What is our primary use case?
We are a financial company and we have redundant data centers, with a VMware Metro Cluster staged between the two locations. We have Rubrik running in our data center and it is used for backing up our on-premises infrastructure.
We keep the backup of the environment on-premises for two weeks, just to be able to restore in case we lose or corrupt part of the virtual infrastructure. We also send copies of some of the data into the cloud for long-term archiving because we're under a regulatory requirement to store certain parts of the business data for up to seven years.
At this point, our environment is probably close to 90% virtual. We use physical servers for market data and essentially, there is nothing to back up on those systems because there's no data that's worth saving there. Should one of these servers fail, we just put a new one in place. It would be deployed, including the operating system, and it would start processing market data for us. We consider these as compute nodes and there is no persistent data on them.
We are highly virtualized, so Rubrik is used to back most of the VMs up. We are running VMware ESXi for our VMs, and application-wise, we are a Microsoft shop so we backup SQL Server, Exchange Server, and Microsoft file shares. We also back up a lot of business data, which is contained outside of that server.

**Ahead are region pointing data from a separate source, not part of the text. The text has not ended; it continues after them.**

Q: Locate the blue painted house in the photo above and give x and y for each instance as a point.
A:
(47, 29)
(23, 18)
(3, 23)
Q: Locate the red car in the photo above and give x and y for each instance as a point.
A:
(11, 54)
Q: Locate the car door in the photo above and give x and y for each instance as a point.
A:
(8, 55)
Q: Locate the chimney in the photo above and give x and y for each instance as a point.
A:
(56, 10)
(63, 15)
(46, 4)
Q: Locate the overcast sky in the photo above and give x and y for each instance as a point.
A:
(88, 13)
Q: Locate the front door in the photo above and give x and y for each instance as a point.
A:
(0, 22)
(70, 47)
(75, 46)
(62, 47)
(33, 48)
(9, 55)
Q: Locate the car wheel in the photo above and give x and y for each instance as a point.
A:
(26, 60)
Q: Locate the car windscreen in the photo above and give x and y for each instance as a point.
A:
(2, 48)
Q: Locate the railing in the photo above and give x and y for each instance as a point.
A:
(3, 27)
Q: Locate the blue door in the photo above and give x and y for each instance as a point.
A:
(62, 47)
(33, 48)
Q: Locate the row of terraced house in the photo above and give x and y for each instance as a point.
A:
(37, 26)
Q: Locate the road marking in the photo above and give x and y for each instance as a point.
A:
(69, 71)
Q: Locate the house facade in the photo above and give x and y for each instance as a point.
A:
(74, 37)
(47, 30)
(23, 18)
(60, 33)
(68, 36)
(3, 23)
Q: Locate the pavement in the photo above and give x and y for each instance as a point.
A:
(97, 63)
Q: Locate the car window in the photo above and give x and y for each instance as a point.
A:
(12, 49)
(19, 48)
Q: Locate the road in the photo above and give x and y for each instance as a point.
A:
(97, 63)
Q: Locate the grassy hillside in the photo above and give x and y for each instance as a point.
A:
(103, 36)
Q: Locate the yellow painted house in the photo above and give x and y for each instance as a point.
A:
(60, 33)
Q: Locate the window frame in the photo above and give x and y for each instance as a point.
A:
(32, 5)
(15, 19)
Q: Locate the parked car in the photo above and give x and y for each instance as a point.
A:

How has it helped my organization?
The biggest impact that Rubrik has is that it allows us to have the reliance on the backup, knowing that the data is there and that the ability to restore is there. It provided the safety net we needed to deploy faster. This is because it played a great role in convincing developers and operations to do rapid releases, as opposed to doing it the old way where we didn't have reliable backups. It meant that we had to wrap all the releases in the solid recovery plan in addition to just the rollout. Now, we have the confidence in the backup and can release faster.
Rubrik has saved us time with managing backups in general. For recovery testing, the SLA policies have greatly reduced the time that we have to babysit backups. This is simply because Rubrik put thought into designing their system the right way. Instead of adding a server by creating jobs and creating schedules on top of the jobs, you're just dropping them into an SLA and all of the legwork is done for you, so adding the systems is easier.
The fact that they're SLAs, I don't need to go through the job log and analyze it to figure out why there was a job failure. Similarly, I don't need to look into the impact of the failure. This is because I know that if the machine is protected within SLA guidelines, I will get an alert in case of a problem with a machine. In this case, it means that I need to act and somebody needs to take a look at it. Essentially, it has reduced a lot of repetitive babysitting steps that don't really produce any business value.
We have never had a problem such that Rubrik has saved us downtime. But, it's certainly a great thing to have this additional safety net, which is a reliable backup solution. Everything we have is redundant, so even there is a hardware failure, another piece of hardware kicks in. We won't rely on Rubrik specifically for disaster recovery, but we do rely on it for business continuity. If for whatever reason, both of our data centers lose power or lose internet, or are inaccessible, then Rubrik will help us rebuild the environment. What we don't rely on it for is daily disaster recovery.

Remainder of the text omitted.